As Russia’s violent invasion of neighbouring Ukraine intensifies, a slew of diplomatic Twitter accounts are spreading false information, but they may not get away with it for long.

Twitter took action against one especially offensive remark on Thursday, suggesting that a pregnant victim leaving the scene of a hospital blast in Mariupol was an actress wearing “some extremely accurate makeup.” The account belongs to Russia’s London embassy, which has been aggressively circulating misleading information regarding Russia’s continued aggression in Ukraine.

Responding to a photo of a pregnant woman in the aftermath of the attack, @RussianEmbassy tweeted.

“… She has some very realistic make-up. She is also doing well with her beauty blogs. Plus she could not be in the maternity house at the time of the strike, as it has long been taken by the neo-Nazi Azov Battalion who told all the staff to clear the place.”

The fraudulent accusations appear to have begun on Russian-language Telegram groups, in which a Ukrainian blogger present at the hospital was accused of impersonating two distinct pregnant ladies at the bombing site. Russia continues to deny and misrepresent its military aggression in Ukraine, frequently with readily refuted falsehoods. However, that information continues to circulate in the disinformation ecosystem, gaining traction and driving the spread of even more ludicrous claims.

At least three tweets from the Russian Embassy in London have been deleted from Twitter in the last twenty-four hours for breaking the platform’s rules. Despite this, a pinned tweet at the top of the embassy’s feed accuses Ukraine of “exterminating” the inhabitants of two eastern Ukrainian districts where the local authority is backed by the Russian authorities.

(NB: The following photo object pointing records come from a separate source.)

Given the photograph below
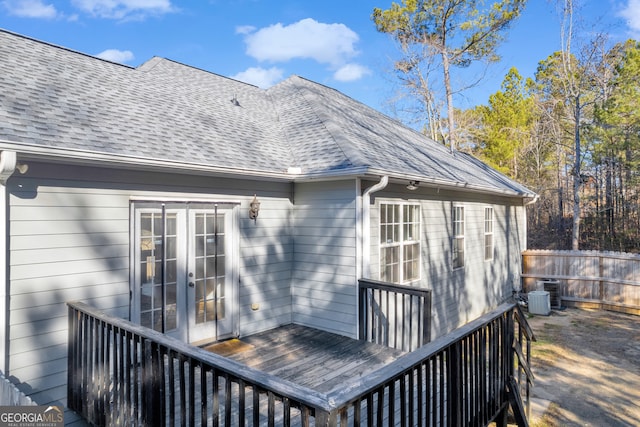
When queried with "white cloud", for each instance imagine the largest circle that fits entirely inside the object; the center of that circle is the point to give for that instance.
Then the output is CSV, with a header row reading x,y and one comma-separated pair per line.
x,y
332,44
124,9
261,77
30,9
631,13
351,72
245,29
115,55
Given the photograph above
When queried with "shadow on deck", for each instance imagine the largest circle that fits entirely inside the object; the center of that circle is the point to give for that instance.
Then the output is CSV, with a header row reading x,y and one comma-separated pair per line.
x,y
308,357
121,373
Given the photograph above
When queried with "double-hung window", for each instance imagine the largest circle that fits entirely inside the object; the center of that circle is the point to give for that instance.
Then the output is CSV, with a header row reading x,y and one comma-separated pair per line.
x,y
458,236
488,234
399,242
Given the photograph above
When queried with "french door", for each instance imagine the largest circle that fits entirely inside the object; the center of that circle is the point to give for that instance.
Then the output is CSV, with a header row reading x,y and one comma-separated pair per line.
x,y
185,263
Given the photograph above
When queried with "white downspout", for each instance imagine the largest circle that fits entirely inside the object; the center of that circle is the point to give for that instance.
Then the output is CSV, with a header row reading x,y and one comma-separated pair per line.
x,y
8,161
366,225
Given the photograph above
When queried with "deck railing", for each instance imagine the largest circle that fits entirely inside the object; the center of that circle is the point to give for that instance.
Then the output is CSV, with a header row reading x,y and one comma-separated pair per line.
x,y
121,373
393,315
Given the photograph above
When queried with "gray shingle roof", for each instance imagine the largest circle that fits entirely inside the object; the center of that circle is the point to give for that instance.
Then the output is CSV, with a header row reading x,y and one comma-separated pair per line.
x,y
168,112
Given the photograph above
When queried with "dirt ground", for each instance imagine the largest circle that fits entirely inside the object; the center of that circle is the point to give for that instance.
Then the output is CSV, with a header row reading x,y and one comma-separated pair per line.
x,y
587,369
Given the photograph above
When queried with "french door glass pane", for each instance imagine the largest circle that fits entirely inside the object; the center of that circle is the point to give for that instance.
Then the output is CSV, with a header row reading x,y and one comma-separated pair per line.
x,y
158,270
209,271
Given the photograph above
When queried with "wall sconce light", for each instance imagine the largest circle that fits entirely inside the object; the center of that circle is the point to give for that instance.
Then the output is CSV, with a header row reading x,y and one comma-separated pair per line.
x,y
413,185
22,167
254,208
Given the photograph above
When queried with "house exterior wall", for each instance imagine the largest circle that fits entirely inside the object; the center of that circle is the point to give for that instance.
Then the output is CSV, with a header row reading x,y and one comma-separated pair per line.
x,y
69,239
463,294
323,289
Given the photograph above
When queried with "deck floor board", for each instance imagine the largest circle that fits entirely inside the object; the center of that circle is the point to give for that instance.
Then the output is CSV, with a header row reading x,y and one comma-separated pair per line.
x,y
316,359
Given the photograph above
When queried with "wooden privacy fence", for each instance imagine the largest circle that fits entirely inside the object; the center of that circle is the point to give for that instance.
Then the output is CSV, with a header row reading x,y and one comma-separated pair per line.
x,y
589,279
122,374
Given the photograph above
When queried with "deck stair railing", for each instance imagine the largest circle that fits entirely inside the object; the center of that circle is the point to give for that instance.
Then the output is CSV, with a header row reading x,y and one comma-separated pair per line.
x,y
394,315
122,374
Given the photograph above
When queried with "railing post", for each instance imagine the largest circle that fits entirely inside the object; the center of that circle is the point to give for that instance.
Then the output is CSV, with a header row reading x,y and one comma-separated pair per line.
x,y
151,385
454,384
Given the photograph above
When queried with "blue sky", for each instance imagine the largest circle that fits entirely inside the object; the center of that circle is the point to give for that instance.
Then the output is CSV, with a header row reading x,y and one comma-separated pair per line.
x,y
264,41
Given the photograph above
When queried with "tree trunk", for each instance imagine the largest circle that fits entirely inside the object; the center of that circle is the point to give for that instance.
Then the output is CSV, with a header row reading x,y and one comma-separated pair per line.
x,y
449,95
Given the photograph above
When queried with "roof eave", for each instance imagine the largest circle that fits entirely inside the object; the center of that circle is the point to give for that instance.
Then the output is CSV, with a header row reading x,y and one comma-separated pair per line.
x,y
31,152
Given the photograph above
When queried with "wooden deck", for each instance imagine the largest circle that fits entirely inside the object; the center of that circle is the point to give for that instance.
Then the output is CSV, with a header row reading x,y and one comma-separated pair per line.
x,y
309,357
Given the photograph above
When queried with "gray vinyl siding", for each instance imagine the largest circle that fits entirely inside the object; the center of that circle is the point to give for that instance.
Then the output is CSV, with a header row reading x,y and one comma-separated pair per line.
x,y
463,294
324,277
69,238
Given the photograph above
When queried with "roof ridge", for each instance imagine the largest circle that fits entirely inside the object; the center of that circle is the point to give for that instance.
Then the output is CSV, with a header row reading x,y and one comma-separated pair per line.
x,y
352,155
59,47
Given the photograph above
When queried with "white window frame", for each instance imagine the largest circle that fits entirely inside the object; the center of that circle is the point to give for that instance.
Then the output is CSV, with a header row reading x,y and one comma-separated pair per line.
x,y
395,232
457,237
489,242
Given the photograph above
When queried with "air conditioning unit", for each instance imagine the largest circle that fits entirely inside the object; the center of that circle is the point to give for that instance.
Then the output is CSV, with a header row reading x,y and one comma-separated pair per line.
x,y
539,303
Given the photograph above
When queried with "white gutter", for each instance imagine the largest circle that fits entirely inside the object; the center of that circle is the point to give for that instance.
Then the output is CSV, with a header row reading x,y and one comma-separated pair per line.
x,y
365,270
8,162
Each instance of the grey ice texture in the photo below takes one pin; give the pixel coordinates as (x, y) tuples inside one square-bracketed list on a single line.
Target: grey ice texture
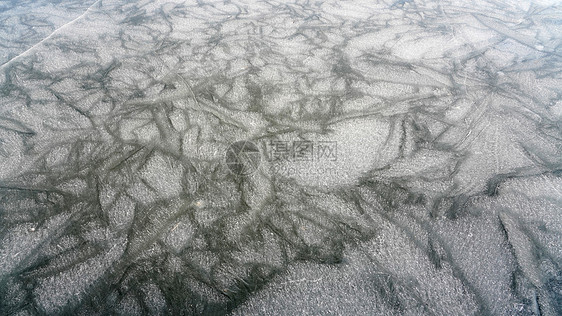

The word “extermination” is reminiscent of Russian President Vladimir Putin’s deceptive excuse for initiating war on Ukraine. Last month, Putin said, “What is happening in the Donbas now is genocide,” setting the basis for the invasion.

It’s not the first time Russia has used its virtual embassy to promote its own narrative.

The Atlantic Council’s Digital Forensic Research Lab looked at how the Russian government employs a “whole spectrum” of official and unauthorized accounts to spread its skewed messaging online.

On Thursday, Twitter took a stronger stance against at least one other notable misinformation source, suspending @asbmilitary, an account that actively promoted the baseless conspiracy theory that the US had biological weapons facilities in Ukraine. The Biden administration is concerned that a surge in bioweapon-related disinformation might signal a Russian chemical-weapons assault in the United States.